La profession était, il est vrai, singulièrement périlleuse en période de guerre. Les campagnes maritimes ruinaient la santé des aumôniers, et ils n’avaient d’autre issue, disait Pontchartrain, que de finir leurs jours auprès de leurs parents, ou dans un hôpital, lorsqu’ils ne mouraient pas en captivité. En dépit des égards que le ministre recommandait d’avoir pour eux, égards qui n’étaient d’ailleurs pas toujours respectés par les officiers, et des avantages matériels qu’il s’efforçait de leur faire, la situation pouvait décourager les natures les plus fortes.
Aussi Pontchartrain disait-il qu’il n’y avait pas lieu de compter sur des « sujets édifiants », ou sur des « prêtres un peu distingués », pour remplir ces fonctions dans les ports ou sur les navires.

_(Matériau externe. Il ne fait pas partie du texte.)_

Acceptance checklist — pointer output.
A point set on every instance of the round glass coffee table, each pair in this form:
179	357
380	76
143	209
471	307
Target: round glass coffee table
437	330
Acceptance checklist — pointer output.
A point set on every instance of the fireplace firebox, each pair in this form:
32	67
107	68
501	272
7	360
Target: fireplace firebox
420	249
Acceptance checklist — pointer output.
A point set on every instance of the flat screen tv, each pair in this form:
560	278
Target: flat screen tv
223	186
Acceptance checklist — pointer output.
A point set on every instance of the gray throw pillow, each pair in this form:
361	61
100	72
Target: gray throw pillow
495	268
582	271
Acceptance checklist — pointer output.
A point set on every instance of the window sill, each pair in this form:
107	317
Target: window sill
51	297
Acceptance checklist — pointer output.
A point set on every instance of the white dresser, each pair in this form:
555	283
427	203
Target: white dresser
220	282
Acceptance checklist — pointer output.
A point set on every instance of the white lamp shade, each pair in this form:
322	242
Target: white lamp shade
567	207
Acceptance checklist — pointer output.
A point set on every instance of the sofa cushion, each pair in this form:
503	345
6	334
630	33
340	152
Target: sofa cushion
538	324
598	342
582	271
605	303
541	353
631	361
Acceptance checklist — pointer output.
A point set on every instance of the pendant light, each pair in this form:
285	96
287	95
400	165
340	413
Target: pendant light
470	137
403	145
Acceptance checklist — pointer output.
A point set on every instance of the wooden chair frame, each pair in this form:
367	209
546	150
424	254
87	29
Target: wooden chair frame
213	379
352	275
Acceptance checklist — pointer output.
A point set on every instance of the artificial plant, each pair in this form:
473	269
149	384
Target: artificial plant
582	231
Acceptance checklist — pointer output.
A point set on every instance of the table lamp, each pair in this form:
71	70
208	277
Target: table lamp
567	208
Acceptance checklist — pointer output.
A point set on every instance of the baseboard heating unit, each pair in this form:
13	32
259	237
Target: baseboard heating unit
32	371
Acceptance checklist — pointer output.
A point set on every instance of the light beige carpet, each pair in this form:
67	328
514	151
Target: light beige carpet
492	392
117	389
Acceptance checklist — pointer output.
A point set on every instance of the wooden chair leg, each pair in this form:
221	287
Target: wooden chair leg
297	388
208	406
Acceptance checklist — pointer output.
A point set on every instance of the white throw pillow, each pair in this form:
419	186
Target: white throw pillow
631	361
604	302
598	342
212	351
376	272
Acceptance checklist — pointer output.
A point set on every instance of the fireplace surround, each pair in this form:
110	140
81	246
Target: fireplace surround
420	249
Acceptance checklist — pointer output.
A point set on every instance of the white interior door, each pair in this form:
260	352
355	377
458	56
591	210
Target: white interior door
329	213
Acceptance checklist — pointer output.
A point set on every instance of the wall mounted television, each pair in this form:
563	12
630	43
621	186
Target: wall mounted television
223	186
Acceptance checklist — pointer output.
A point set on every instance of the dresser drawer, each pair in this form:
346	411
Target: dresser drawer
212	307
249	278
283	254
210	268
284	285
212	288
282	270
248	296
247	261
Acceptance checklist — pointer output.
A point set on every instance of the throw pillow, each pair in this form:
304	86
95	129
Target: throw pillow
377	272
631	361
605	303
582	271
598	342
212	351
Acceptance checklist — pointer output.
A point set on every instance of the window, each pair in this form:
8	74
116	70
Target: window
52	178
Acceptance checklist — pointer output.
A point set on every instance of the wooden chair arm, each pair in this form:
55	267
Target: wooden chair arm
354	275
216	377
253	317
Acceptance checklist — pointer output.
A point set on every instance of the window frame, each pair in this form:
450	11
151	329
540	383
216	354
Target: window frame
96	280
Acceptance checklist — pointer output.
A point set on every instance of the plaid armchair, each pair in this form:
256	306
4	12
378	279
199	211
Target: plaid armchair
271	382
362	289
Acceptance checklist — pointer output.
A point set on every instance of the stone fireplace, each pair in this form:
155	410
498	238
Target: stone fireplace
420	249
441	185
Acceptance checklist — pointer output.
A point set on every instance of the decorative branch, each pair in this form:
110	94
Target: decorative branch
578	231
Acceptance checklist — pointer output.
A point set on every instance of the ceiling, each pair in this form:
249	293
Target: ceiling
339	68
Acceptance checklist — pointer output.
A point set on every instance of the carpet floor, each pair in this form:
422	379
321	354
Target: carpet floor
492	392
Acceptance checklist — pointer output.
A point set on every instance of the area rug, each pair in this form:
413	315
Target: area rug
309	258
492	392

C’était, précisément, la preuve du recul qu’avait subi l’esprit d’abnégation du clergé. Celui-ci hésitait devant une carrière faite de sacrifices, et les préoccupations d’ordre matériel refoulaient en lui l’élan de la foi » [7].
Nouveau commentaire sur l’Ordonnance de la marine, du mois d’août 1681. [8]
|
Pour en savoir plus : « l’Ancien Régime en Viennois (1650-1789) »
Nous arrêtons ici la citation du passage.